Poster
Softstar: Heuristic-Guided Probabilistic Inference
Mathew Monfort · Brenden M Lake · Brenden Lake · Brian Ziebart · Patrick Lucey · Josh Tenenbaum

Wed Dec 9th 07:00 -- 11:59 PM @ 210 C #45 #None

Recent machine learning methods for sequential behavior prediction estimate the motives of behavior rather than the behavior itself. This higher-level abstraction improves generalization in different prediction settings, but computing predictions often becomes intractable in large decision spaces. We propose the Softstar algorithm, a softened heuristic-guided search technique for the maximum entropy inverse optimal control model of sequential behavior. This approach supports probabilistic search with bounded approximation error at a significantly reduced computational cost when compared to sampling based methods. We present the algorithm, analyze approximation guarantees, and compare performance with simulation-based inference on two distinct complex decision tasks.

Author Information

Mathew Monfort (University of Illinois at Chicago)
Brenden M Lake (MIT)
Brenden Lake (New York University)
Brian Ziebart (University of Illinois at Chicago)
Patrick Lucey (Disney Research Pittsburgh)
Josh Tenenbaum (MIT)

Josh Tenenbaum is an Associate Professor of Computational Cognitive Science at MIT in the Department of Brain and Cognitive Sciences and the Computer Science and Artificial Intelligence Laboratory (CSAIL). He received his PhD from MIT in 1999, and was an Assistant Professor at Stanford University from 1999 to 2002. He studies learning and inference in humans and machines, with the twin goals of understanding human intelligence in computational terms and bringing computers closer to human capacities. He focuses on problems of inductive generalization from limited data -- learning concepts and word meanings, inferring causal relations or goals -- and learning abstract knowledge that supports these inductive leaps in the form of probabilistic generative models or 'intuitive theories'. He has also developed several novel machine learning methods inspired by human learning and perception, most notably Isomap, an approach to unsupervised learning of nonlinear manifolds in high-dimensional data. He has been Associate Editor for the journal Cognitive Science, has been active on program committees for the CogSci and NIPS conferences, and has co-organized a number of workshops, tutorials and summer schools in human and machine learning.
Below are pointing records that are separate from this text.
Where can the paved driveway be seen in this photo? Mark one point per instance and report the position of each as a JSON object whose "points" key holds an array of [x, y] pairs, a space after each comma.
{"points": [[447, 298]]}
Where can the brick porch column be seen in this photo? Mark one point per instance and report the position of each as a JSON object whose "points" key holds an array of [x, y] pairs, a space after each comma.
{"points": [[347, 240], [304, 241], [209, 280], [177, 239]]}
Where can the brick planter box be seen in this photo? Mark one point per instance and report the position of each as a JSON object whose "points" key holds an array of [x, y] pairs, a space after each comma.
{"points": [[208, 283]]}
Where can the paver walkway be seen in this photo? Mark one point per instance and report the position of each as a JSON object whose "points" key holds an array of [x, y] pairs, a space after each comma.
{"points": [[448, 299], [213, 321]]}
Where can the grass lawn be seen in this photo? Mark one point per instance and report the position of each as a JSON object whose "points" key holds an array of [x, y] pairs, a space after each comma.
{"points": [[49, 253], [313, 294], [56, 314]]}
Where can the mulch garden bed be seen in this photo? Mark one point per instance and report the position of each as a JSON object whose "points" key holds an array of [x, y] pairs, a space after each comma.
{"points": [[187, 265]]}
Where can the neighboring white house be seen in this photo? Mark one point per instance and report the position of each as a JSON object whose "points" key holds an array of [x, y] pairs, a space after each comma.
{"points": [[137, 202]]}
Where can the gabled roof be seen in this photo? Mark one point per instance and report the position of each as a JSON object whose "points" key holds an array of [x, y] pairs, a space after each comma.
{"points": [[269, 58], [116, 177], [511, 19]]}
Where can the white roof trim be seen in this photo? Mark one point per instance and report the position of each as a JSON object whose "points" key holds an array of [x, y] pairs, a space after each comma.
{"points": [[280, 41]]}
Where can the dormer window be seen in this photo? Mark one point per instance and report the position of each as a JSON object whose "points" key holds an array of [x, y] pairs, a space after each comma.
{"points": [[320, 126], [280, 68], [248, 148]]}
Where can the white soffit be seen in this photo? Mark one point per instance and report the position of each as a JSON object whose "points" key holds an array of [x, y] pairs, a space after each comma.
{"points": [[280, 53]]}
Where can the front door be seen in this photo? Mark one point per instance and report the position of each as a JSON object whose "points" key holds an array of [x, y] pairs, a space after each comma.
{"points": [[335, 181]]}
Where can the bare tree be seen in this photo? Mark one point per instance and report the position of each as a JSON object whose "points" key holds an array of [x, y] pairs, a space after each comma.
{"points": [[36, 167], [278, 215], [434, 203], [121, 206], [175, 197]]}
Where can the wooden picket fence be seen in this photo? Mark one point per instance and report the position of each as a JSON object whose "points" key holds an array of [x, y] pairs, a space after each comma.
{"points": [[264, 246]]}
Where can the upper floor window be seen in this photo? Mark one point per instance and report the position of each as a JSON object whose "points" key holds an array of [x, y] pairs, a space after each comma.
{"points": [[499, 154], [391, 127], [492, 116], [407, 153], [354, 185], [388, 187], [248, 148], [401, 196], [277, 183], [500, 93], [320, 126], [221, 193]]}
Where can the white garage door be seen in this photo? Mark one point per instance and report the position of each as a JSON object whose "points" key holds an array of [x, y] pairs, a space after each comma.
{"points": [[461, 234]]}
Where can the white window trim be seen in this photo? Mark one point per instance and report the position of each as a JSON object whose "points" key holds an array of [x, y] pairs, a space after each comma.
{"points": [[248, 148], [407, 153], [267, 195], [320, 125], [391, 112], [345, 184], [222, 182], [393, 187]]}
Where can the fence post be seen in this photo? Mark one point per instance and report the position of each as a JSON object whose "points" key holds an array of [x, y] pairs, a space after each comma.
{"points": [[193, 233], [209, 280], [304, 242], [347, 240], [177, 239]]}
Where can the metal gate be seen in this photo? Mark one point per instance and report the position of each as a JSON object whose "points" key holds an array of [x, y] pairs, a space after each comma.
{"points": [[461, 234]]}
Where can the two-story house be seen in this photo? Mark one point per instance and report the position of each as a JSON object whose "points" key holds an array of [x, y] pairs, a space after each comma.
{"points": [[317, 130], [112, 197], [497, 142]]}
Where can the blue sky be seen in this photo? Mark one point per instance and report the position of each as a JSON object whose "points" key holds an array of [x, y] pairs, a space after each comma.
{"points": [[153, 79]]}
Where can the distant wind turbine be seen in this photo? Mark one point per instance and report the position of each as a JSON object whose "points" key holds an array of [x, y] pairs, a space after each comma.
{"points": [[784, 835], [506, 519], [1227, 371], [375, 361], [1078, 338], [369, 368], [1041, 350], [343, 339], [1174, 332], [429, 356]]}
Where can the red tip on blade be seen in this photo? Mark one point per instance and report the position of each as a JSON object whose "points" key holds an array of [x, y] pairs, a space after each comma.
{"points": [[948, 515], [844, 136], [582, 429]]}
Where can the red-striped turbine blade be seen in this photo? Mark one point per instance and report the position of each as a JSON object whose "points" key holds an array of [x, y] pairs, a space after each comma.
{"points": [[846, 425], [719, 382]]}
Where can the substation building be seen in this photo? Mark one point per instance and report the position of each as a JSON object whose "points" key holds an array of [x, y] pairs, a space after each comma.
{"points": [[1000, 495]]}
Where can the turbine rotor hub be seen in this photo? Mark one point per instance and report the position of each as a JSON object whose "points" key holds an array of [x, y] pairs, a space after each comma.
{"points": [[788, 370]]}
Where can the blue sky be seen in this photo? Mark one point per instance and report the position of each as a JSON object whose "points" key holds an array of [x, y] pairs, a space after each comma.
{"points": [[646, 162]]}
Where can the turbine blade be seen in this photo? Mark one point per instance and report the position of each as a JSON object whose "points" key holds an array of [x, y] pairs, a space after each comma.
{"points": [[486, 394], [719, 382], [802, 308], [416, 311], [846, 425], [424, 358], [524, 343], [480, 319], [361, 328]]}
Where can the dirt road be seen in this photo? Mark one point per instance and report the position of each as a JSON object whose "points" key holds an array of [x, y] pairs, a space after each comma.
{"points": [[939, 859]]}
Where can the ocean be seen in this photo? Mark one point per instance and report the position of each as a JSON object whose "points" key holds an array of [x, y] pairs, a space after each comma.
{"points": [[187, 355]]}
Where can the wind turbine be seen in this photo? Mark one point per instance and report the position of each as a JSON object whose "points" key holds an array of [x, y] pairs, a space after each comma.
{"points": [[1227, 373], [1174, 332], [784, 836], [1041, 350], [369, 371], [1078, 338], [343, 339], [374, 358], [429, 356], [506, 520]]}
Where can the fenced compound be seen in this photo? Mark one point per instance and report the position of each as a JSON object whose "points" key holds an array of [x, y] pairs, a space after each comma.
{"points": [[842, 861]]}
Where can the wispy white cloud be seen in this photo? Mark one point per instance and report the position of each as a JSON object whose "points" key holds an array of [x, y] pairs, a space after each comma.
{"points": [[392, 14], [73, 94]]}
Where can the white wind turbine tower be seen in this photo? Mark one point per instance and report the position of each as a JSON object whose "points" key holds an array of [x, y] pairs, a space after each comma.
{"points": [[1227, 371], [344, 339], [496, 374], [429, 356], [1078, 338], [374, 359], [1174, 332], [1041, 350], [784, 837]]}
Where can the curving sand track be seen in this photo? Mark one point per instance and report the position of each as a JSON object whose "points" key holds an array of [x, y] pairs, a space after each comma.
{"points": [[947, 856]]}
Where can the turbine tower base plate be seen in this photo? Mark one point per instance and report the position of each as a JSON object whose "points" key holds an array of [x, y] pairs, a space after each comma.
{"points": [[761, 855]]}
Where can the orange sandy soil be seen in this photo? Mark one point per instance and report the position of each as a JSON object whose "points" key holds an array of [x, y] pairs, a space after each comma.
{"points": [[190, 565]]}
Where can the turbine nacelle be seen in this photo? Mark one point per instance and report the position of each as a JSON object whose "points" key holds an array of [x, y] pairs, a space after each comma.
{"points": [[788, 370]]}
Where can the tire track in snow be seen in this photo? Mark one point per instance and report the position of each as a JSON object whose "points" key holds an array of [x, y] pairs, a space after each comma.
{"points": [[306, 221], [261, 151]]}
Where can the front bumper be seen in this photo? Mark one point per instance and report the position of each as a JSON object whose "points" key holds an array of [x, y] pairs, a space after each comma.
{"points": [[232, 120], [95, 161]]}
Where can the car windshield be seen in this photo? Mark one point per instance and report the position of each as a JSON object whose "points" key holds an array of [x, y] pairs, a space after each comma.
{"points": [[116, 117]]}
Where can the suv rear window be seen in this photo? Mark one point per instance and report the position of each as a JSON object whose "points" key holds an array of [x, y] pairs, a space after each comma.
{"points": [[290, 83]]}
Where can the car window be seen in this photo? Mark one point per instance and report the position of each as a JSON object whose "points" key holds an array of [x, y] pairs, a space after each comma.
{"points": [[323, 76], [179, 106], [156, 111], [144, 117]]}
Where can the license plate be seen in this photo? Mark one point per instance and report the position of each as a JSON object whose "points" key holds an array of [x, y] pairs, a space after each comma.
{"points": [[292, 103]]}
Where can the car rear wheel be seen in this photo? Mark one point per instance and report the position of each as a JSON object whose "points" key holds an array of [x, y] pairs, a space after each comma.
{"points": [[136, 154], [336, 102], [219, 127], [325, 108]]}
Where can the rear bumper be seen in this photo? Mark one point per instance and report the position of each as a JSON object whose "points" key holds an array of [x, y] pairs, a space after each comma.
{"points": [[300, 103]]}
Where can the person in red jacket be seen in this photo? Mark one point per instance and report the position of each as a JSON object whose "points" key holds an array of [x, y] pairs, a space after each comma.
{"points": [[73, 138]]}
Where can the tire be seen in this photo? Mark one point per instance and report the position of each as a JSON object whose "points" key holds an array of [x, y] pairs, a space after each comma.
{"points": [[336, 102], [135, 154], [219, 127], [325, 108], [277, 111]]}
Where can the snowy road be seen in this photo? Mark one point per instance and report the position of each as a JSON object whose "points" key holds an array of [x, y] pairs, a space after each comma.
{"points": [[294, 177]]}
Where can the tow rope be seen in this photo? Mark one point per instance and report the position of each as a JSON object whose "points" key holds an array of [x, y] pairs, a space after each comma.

Several of his papers have received outstanding paper awards or best student paper awards at the IEEE Computer Vision and Pattern Recognition (CVPR), NIPS, and Cognitive Science conferences. He is the recipient of the New Investigator Award from the Society for Mathematical Psychology (2005), the Early Investigator Award from the Society of Experimental Psychologists (2007), and the Distinguished Scientific Award for Early Career Contribution to Psychology (in the area of cognition and human learning) from the American Psychological Association (2008).